L’uomo, che finora non è stato sentito perché sotto choc, sarebbe stato presente in casa al momento dei fatti e la sua testimonianza servirà per ricostruire le ultime ore di vita della 35enne
Verrà ascoltato dagli inquirenti il compagno di Denise Cosco, figlia di Lea Garofalo, la testimone di giustizia che pagò con la vita la scelta di ribellarsi alla 'ndrangheta, morta ieri mattina in ospedale a Roma dopo essersi lanciata domenica scorsa dal terzo piano della palazzina dove viveva ad Ariccia. L’uomo, che finora non è stato sentito perché sotto choc, sarebbe stato presente in casa al momento dei fatti e la sua testimonianza servirà per ricostruire le ultime ore di vita di Denise. La sua testimonianza servirà a ricostruire le ultime ore di vita della 35enne.

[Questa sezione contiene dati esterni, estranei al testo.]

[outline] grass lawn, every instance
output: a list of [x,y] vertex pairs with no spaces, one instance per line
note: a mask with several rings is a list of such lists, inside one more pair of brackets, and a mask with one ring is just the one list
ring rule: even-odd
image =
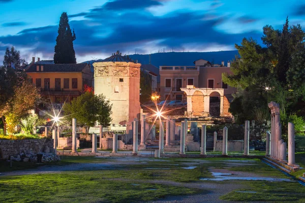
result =
[[136,181],[107,180],[103,172],[71,172],[1,177],[0,202],[128,202],[203,192]]

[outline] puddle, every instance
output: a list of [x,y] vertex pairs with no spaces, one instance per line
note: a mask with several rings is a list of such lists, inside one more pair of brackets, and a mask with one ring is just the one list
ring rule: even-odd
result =
[[235,192],[240,192],[241,193],[256,193],[257,192],[254,191],[235,191]]
[[246,181],[266,181],[270,182],[294,182],[289,179],[285,178],[273,178],[265,177],[238,177],[234,176],[227,176],[233,175],[232,174],[225,174],[222,173],[211,172],[214,178],[200,178],[202,181],[222,181],[228,180],[246,180]]
[[194,169],[195,168],[196,168],[197,166],[189,166],[189,167],[182,167],[182,168],[184,169]]

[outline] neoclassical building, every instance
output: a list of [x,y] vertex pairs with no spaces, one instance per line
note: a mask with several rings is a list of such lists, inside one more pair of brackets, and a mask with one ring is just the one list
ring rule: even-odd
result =
[[95,93],[103,94],[112,104],[111,126],[126,126],[138,118],[141,64],[118,51],[93,66]]

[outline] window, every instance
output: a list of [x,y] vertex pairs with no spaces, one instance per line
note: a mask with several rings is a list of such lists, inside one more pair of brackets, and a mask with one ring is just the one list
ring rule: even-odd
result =
[[69,78],[64,78],[64,89],[69,89]]
[[222,88],[223,89],[228,89],[228,84],[226,84],[223,82]]
[[165,87],[171,87],[171,79],[165,79]]
[[176,91],[181,91],[181,90],[180,89],[180,88],[181,87],[182,87],[182,79],[176,79]]
[[60,79],[55,79],[55,90],[56,91],[60,91]]
[[188,78],[188,85],[194,85],[194,79],[193,78]]
[[165,100],[170,101],[170,94],[165,94]]
[[50,78],[45,78],[45,90],[50,90]]
[[36,87],[41,87],[41,78],[36,78]]
[[209,88],[214,88],[214,79],[207,80],[207,87]]
[[114,92],[118,92],[118,86],[116,86],[114,87]]
[[176,94],[176,100],[182,101],[182,94]]
[[77,89],[77,78],[72,78],[72,89]]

Nell’inchiesta, coordinata dal procuratore capo Carlo Villani con il pm Domenico Vicario, si procede al momento per istigazione al suicidio contro ignoti. I magistrati, che hanno delegato le indagini ai carabinieri del Nucleo Investigativo di Frascati, hanno anche sequestrato il cellulare che ora verrà analizzato da cui potrebbero arrivare altri elementi utili.

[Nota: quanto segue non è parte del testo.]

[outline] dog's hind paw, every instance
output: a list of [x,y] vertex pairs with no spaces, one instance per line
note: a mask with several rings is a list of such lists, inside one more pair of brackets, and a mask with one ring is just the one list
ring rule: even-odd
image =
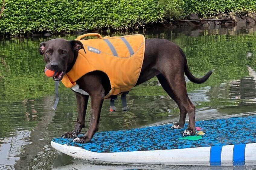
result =
[[178,123],[175,123],[172,126],[171,128],[173,129],[182,129],[183,128],[183,126],[180,126]]
[[91,140],[86,136],[81,136],[73,140],[73,142],[76,142],[78,143],[84,143],[89,142],[91,141]]
[[196,134],[195,130],[193,131],[193,130],[188,128],[186,129],[183,132],[183,136],[190,136],[194,135]]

Nel frattempo inquirenti e investigatori hanno fatto un sopralluogo nella casa di Ariccia dove Denise viveva insieme al compagno e dove domenica si è lanciata dal terzo piano. Presenti al sopralluogo, per ulteriori rilievi, il pm della procura di Velletri Domenico Vicario e i carabinieri del Nucleo investigativo di Frascati ai quali sono state delegate le indagini.
Questa mattina è stata svolta l’autopsia sul corpo della 35enne.